Don't overlook this -
The USA is the third largest oil producer in the world.
We produce 5.14MM bbl/day, only Russia and Saudi Arabia are larger, appx 9.2MM bbl/day each. We produce considerably more than Mexico or Iran or China; 2X more than Canada, Kuwait, UAE, Venezuela, Iraq; and multiples more than any other oil-producing country. We produce 7% of the world's daily oil. (2006 numbers from
http://www.eia.doe.gov/aer/txt/ptb1105.html )
Well, you say, we could increase our production, and become an even bigger producer.

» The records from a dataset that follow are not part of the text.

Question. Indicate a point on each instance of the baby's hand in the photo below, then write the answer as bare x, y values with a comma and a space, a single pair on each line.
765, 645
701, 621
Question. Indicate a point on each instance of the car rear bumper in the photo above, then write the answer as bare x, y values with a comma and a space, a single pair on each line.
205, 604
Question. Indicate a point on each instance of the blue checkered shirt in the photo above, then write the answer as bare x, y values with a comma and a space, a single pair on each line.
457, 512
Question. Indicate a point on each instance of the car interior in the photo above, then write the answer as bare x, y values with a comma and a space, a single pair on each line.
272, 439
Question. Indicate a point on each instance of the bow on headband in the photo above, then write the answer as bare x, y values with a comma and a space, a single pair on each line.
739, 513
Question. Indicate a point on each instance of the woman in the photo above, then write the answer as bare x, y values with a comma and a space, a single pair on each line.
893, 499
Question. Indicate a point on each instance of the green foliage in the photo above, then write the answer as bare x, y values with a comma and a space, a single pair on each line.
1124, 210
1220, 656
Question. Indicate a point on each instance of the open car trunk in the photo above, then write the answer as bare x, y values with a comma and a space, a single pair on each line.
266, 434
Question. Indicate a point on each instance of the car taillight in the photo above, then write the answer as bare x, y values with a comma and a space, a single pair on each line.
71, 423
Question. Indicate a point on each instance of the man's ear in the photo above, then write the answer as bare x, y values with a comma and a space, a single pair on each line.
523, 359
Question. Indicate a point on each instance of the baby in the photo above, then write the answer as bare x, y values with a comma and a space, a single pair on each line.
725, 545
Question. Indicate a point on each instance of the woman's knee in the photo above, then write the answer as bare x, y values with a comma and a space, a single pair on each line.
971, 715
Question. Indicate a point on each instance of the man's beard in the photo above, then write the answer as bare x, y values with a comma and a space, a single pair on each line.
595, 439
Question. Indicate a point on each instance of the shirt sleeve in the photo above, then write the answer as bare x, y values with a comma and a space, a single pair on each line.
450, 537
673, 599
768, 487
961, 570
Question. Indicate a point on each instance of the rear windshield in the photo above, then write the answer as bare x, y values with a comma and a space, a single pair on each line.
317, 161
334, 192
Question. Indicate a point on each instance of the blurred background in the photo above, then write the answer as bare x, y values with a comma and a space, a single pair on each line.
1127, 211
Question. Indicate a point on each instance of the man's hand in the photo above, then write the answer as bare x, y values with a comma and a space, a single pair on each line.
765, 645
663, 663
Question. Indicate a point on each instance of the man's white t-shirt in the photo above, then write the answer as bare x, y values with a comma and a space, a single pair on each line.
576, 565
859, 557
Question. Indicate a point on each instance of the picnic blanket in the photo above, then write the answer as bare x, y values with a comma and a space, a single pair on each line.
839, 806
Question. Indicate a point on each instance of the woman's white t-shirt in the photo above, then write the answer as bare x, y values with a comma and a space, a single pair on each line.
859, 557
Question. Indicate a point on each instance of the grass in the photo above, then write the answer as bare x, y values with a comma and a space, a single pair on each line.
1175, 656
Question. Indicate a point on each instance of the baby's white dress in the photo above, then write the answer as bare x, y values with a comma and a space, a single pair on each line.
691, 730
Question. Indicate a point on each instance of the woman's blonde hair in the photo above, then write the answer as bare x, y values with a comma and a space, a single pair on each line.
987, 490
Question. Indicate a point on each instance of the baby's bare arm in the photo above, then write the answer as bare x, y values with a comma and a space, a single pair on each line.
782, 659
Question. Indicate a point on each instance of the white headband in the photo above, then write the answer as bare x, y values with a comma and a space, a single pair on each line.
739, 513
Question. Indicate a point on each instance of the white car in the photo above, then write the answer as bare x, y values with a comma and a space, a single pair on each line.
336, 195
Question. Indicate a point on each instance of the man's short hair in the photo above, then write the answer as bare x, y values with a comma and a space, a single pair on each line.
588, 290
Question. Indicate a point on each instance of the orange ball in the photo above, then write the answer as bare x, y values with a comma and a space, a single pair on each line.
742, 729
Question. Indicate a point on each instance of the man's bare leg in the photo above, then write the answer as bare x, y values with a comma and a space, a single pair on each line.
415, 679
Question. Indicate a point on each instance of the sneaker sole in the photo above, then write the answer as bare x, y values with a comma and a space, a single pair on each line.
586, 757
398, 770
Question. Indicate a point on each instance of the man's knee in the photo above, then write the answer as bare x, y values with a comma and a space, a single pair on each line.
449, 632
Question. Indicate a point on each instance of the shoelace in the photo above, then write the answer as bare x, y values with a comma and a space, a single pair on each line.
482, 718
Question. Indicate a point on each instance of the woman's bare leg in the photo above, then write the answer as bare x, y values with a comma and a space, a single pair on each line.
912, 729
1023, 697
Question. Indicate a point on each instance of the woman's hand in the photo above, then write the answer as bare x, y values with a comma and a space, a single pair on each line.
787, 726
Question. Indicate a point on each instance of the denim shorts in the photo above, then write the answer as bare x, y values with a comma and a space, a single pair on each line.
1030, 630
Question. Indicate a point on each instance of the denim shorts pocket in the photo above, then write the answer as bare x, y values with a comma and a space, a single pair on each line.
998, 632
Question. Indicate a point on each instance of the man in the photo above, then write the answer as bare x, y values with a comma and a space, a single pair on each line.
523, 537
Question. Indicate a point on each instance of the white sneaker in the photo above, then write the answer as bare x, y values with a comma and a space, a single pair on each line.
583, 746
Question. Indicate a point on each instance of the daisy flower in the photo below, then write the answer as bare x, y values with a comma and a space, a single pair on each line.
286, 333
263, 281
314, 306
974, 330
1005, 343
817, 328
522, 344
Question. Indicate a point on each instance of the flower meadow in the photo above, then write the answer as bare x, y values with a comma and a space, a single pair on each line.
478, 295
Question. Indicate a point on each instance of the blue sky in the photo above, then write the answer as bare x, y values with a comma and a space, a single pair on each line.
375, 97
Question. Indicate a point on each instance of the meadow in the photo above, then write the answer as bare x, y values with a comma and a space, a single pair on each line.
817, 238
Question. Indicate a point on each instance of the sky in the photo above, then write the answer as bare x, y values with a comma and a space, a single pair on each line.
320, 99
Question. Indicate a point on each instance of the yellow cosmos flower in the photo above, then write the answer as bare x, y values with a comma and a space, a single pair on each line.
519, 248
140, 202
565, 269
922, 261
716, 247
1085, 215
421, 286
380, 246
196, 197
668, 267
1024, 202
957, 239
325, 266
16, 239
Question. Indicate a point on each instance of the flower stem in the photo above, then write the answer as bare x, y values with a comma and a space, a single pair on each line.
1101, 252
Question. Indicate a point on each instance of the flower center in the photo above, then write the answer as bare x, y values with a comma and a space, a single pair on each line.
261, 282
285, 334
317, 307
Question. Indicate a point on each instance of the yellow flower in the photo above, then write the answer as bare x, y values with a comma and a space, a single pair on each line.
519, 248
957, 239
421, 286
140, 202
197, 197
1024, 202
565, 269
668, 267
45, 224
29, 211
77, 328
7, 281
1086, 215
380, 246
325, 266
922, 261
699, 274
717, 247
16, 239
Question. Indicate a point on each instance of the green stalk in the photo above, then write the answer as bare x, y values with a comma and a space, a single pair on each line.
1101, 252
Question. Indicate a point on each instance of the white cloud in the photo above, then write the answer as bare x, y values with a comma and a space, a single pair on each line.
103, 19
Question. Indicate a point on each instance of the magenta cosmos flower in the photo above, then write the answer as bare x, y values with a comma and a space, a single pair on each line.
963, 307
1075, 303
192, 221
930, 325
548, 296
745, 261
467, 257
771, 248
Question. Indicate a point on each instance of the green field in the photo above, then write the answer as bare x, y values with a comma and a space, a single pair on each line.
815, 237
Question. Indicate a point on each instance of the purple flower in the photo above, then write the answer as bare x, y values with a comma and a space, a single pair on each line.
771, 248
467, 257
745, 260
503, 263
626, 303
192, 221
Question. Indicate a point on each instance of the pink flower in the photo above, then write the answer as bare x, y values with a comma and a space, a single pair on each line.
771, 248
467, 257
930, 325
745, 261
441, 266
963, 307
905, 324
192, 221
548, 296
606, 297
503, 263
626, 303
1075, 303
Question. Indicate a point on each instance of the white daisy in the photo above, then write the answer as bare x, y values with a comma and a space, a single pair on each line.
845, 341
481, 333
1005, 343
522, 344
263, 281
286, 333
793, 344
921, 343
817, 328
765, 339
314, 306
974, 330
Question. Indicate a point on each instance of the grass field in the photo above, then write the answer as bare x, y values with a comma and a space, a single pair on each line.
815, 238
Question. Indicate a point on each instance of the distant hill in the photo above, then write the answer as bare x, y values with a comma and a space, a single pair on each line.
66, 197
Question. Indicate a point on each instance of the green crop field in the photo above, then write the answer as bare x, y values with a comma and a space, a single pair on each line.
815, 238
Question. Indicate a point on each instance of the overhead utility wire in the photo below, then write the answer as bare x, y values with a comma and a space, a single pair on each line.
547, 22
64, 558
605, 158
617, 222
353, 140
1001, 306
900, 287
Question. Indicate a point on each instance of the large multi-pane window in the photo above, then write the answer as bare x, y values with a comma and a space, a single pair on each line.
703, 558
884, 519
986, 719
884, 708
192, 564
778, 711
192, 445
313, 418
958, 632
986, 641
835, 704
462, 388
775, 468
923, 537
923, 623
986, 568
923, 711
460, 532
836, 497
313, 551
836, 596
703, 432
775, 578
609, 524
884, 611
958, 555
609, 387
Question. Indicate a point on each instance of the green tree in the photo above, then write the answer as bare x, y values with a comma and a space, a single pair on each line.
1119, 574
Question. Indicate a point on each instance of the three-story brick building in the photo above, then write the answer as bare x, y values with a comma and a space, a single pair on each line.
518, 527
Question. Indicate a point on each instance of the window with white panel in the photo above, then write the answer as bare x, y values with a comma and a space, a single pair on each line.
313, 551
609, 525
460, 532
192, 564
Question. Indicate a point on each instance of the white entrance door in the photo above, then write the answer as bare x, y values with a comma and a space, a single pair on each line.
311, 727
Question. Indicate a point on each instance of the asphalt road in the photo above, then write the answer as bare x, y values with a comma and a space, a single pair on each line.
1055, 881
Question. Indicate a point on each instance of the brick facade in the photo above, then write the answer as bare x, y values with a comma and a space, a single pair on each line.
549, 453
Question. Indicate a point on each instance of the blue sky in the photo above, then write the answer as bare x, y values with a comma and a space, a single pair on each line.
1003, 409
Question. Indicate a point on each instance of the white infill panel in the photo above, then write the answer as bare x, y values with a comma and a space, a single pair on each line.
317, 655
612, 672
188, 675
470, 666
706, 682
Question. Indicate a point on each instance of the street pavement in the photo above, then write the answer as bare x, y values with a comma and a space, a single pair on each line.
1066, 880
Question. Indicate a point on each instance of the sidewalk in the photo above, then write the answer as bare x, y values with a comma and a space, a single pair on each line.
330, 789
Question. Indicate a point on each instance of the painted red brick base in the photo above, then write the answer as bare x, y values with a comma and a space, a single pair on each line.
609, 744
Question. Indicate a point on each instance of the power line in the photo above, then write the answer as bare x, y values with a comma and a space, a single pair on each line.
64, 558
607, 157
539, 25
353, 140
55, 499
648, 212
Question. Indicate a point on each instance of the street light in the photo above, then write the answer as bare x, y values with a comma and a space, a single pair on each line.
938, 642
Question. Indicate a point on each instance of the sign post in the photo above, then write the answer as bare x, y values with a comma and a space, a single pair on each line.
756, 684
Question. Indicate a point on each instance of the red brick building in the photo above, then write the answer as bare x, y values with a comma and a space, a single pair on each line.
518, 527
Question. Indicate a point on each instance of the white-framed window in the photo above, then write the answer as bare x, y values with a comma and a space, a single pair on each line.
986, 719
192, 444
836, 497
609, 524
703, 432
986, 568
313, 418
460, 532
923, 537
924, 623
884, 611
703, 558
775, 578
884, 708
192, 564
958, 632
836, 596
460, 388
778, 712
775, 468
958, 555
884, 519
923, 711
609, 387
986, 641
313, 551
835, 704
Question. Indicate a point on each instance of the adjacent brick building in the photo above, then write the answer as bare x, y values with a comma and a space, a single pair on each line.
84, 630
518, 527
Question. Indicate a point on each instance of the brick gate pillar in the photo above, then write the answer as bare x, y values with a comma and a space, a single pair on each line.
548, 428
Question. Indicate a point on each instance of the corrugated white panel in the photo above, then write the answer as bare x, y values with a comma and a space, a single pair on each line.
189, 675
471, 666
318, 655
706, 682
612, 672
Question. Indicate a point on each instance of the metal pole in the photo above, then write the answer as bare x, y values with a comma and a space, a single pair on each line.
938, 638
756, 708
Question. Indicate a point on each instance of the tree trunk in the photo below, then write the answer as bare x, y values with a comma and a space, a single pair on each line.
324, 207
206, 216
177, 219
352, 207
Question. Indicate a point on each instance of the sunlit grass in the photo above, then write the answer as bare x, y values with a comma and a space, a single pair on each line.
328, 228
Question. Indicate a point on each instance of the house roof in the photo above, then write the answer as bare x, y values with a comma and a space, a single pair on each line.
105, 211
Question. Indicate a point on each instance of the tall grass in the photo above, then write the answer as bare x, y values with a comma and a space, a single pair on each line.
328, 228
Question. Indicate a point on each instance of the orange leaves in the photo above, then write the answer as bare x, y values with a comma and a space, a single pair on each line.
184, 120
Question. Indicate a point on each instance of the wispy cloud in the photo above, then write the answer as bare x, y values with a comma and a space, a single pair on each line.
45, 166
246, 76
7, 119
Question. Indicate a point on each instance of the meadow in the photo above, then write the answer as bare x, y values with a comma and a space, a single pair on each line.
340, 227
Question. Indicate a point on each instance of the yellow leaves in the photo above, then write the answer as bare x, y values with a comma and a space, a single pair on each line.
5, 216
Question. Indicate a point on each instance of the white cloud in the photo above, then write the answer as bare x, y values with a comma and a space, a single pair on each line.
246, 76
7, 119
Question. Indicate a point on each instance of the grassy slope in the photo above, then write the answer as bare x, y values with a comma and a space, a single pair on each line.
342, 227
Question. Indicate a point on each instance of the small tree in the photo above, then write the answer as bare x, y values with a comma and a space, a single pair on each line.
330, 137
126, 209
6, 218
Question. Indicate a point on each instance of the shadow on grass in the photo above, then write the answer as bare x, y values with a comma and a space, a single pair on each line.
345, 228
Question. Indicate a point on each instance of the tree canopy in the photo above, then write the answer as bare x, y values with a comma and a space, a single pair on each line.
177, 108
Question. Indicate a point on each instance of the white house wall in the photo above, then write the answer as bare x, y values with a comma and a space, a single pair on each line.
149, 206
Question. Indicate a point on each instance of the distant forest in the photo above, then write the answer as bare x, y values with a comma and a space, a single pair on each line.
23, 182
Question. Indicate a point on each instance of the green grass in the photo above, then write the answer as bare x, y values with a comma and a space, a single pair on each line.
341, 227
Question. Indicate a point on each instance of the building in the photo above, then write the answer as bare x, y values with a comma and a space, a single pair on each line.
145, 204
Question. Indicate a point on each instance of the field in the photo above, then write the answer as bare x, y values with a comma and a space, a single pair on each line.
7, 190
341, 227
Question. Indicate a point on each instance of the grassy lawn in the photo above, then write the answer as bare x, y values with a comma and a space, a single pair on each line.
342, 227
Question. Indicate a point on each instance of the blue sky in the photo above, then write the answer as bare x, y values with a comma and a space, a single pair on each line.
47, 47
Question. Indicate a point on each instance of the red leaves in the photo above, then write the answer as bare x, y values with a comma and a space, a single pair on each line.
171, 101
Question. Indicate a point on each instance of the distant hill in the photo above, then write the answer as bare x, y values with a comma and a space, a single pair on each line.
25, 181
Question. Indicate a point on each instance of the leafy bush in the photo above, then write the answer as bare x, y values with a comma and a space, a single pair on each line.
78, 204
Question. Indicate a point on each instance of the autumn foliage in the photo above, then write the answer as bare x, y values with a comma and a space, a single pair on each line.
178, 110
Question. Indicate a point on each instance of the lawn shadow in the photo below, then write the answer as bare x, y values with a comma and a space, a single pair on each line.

Indeed, until 1976, the USA was the #1 oil producer in the world. We were larger than Saudi Arabia or anyone else. We produced 14% of the world's daily oil in 1976.
And, in the 1970s when we were the world's #1 producer, accounting for 14% of global production, was the USA "energy independent"? No, not by a long shot, as two severe oil shocks and recessions the in 1970s proved.
So is it realistic to think that drilling more wells in 2009 can make us "energy independent"? Obviously not. The USA cannot under any scenario ever be 14% of the world's production again, can't even be 8% - even if every single field in the lower 48, in Alaska including ANWR, off the CA and FL coasts, etc, is drilled. Because the US does not have enough oil reserves left, after 100 years of intensive exploring and producing, period. No matter how much we drill in the US, we will still import roughly 2/3 of the oil we use.
And we wouldn't impact the price of oil much either. The US Energy Dept (under the Bush Administration) has estimated that drilling in ANWR would reduce the price of oil by only about 50 cents. So drilling in all the other places (FL coast, etc) would have a 50 cent or less impact.
Thus all the domestic drilling in the world will not make the US "energy independent", or reduce our economy's vulnerability to oil shocks, or even bring down the price of oil by much or for long.
The only way to reduce the USA's dependence on, and vulnerability to, "foreign oil" is to be less dependent on "oil, period". To use less oil and more of other energy sources.